Session: Warm Climates (Mid-Holocene, Last interglacial, Deep-time, Pliocene)
Author: Kyle Niezgoda / email@example.com / CEOAS, Oregon State University
Co-author: David Noone, CEOAS, Oregon State University;
Bronwen Konecky, CIRES, University of Colorado Boulder;
Despite successes in evaluating variability in precipitation patterns over the Holocene, significant uncertainties remain in interpretations of rain intensity, domain, and frequency from the diverse proxy records available. To reconcile point-wise proxies with spatially constrained circulation in the tropics, we used an AMIP-style run of the isotope-enabled Community Earth System Model (iCESM) to study the atmosphere and land components of the mid-Holocene (6.2 ka) hydrological cycle. We forced the simulation with SST and sea ice data from a fully-coupled simulation of the mid-Holocene using CCSM4, the predecessor to iCESM. All other forcings, including orbital parameters and greenhouse gas concentrations, were prescribed in accordance with PMIP4 specifications. Here, we present findings from the mid-Holocene simulation with respect to a control simulation of the pre-industrial period (PI). In agreement with previous studies, our simulation produced a wetter Sahara and Arabian Peninsula during the mid-Holocene. Using simulated water isotopes as a tracer of atmospheric transport processes, we found evidence that increased convergence of Atlantic evaporation was the primary source of increased moisture availability over the Sahara. In the maritime continent, precipitation stable isotope ratios were depleted relative to the PI, especially over land masses such as the Malaysian Peninsula, Sumatra, and Borneo.
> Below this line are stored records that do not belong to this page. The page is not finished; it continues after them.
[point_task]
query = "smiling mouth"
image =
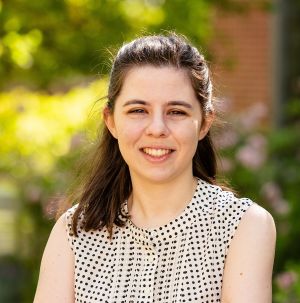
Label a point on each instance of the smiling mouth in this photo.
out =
(156, 152)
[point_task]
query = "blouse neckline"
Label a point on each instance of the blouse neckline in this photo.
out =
(179, 226)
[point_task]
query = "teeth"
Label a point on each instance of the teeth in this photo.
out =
(156, 152)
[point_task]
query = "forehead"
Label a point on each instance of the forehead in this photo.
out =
(157, 83)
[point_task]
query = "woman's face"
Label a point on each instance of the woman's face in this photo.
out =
(157, 121)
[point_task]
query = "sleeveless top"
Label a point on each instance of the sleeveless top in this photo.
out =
(182, 261)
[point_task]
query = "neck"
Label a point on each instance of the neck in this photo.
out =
(155, 204)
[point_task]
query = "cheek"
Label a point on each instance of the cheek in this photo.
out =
(188, 132)
(129, 133)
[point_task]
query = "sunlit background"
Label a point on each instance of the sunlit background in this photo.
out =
(54, 61)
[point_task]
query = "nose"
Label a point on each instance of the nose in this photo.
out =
(157, 126)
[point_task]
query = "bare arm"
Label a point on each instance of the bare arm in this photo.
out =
(56, 282)
(249, 263)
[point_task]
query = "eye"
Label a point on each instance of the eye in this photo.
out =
(176, 112)
(137, 111)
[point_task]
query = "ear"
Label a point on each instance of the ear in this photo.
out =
(109, 121)
(207, 121)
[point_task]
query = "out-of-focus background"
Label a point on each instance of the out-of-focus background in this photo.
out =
(54, 61)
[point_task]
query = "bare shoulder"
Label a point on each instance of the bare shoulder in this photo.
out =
(57, 268)
(249, 264)
(257, 219)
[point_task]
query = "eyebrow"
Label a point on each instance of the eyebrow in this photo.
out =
(175, 102)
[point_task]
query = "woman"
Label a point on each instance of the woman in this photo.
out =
(152, 224)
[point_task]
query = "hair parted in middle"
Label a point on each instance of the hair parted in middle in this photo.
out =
(108, 184)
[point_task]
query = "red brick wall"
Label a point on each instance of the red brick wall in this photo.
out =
(241, 50)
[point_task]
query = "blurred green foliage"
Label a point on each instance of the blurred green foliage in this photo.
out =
(50, 111)
(44, 42)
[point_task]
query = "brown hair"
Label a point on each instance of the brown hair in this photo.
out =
(108, 182)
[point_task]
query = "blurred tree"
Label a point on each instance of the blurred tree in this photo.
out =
(51, 44)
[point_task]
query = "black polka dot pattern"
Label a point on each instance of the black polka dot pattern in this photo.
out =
(182, 261)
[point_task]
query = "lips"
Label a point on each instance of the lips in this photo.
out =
(156, 152)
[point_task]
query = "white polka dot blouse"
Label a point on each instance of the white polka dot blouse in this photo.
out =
(182, 261)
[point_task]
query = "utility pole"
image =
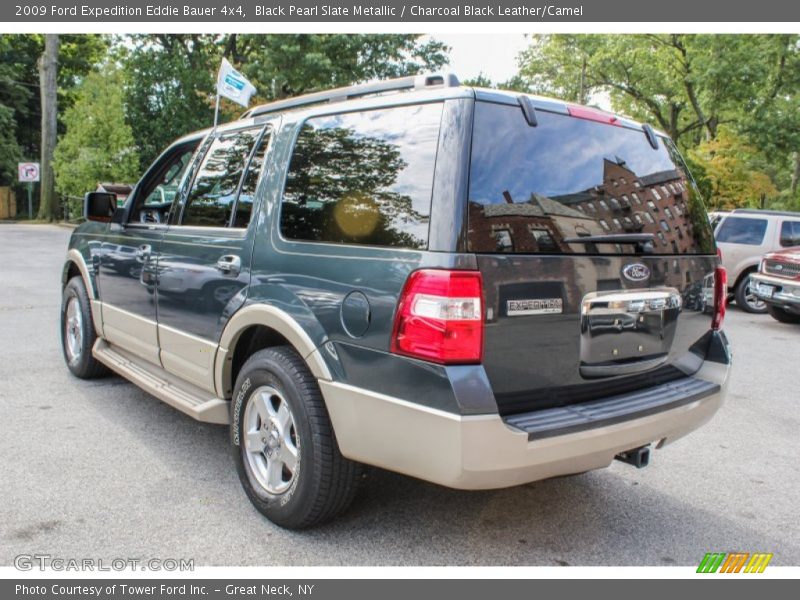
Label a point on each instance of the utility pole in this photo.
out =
(48, 71)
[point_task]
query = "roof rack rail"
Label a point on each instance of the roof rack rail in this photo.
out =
(765, 211)
(414, 82)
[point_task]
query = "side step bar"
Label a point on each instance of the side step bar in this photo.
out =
(195, 402)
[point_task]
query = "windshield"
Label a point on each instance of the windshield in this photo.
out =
(537, 189)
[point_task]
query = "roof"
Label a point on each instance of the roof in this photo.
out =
(444, 84)
(758, 211)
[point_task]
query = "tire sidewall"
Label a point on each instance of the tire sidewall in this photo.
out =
(76, 289)
(741, 292)
(285, 508)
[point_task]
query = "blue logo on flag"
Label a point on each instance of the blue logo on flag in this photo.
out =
(236, 83)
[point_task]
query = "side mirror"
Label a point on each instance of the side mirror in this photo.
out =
(99, 206)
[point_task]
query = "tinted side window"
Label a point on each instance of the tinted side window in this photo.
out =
(790, 233)
(244, 204)
(740, 230)
(211, 199)
(363, 178)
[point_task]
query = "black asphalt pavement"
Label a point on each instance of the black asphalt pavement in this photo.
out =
(102, 469)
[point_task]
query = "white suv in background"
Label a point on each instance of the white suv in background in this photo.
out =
(744, 236)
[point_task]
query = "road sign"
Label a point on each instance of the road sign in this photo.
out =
(28, 172)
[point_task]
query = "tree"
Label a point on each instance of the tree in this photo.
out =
(10, 152)
(480, 80)
(170, 79)
(169, 87)
(98, 144)
(48, 70)
(731, 167)
(691, 86)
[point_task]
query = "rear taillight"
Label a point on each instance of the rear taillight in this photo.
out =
(720, 297)
(592, 114)
(440, 317)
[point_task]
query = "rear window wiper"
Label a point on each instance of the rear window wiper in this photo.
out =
(643, 241)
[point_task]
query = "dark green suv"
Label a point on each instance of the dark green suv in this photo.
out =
(473, 287)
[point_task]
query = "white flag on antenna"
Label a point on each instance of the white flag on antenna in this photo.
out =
(233, 85)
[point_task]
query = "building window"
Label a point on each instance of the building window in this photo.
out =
(543, 239)
(503, 240)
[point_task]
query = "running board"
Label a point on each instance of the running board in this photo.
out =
(195, 402)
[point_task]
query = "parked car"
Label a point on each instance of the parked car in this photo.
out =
(744, 236)
(473, 287)
(777, 284)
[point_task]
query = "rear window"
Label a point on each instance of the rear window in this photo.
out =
(742, 230)
(532, 188)
(363, 178)
(790, 234)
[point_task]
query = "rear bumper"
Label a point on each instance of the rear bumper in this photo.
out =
(483, 451)
(786, 291)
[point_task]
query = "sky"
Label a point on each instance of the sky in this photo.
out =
(493, 54)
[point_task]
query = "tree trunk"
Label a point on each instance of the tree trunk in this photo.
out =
(795, 174)
(48, 70)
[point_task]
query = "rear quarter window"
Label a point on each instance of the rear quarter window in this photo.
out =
(363, 178)
(532, 189)
(742, 230)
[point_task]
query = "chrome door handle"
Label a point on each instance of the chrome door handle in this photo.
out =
(230, 263)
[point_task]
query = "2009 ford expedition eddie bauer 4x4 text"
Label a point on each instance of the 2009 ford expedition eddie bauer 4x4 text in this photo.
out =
(473, 287)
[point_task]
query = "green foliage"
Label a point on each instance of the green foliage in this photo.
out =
(693, 87)
(169, 87)
(480, 81)
(98, 144)
(19, 79)
(730, 168)
(170, 79)
(10, 152)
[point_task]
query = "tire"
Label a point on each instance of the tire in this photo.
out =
(77, 332)
(779, 314)
(747, 300)
(286, 453)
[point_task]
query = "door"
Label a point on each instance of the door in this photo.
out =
(594, 250)
(128, 254)
(204, 258)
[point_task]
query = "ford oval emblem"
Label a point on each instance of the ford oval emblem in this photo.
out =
(636, 272)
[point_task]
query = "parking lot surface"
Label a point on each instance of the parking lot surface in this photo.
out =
(101, 469)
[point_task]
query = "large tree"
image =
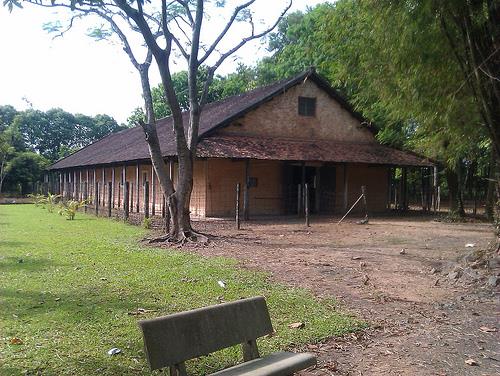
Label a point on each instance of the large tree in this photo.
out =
(169, 30)
(401, 65)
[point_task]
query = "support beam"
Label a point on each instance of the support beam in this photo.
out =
(110, 196)
(246, 193)
(346, 187)
(137, 187)
(75, 186)
(146, 199)
(126, 199)
(113, 178)
(153, 191)
(103, 185)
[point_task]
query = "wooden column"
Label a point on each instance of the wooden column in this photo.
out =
(146, 199)
(153, 191)
(317, 190)
(306, 203)
(104, 185)
(389, 187)
(80, 181)
(137, 187)
(246, 193)
(75, 186)
(64, 190)
(113, 178)
(346, 188)
(131, 194)
(110, 196)
(126, 199)
(237, 209)
(124, 182)
(404, 188)
(96, 193)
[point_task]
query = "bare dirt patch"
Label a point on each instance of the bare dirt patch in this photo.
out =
(395, 274)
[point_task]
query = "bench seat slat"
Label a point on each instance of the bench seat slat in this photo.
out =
(277, 364)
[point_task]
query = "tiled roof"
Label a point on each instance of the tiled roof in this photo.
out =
(299, 150)
(130, 145)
These depletions spatially correspond with lower troposphere water vapor isotope ratios more accurately than with precipitation rate. This provides evidence that moisture source was a more important factor for precipitation stable isotope ratios than, for instance, convection strength or precipitation amount. The results of this study allow for interpretations of proxy data in the context of the regional atmospheric hydrologic cycle rather than local first order variables such as precipitation amount and highlight the value of using direct simulation of isotope ratios when evaluating model performance.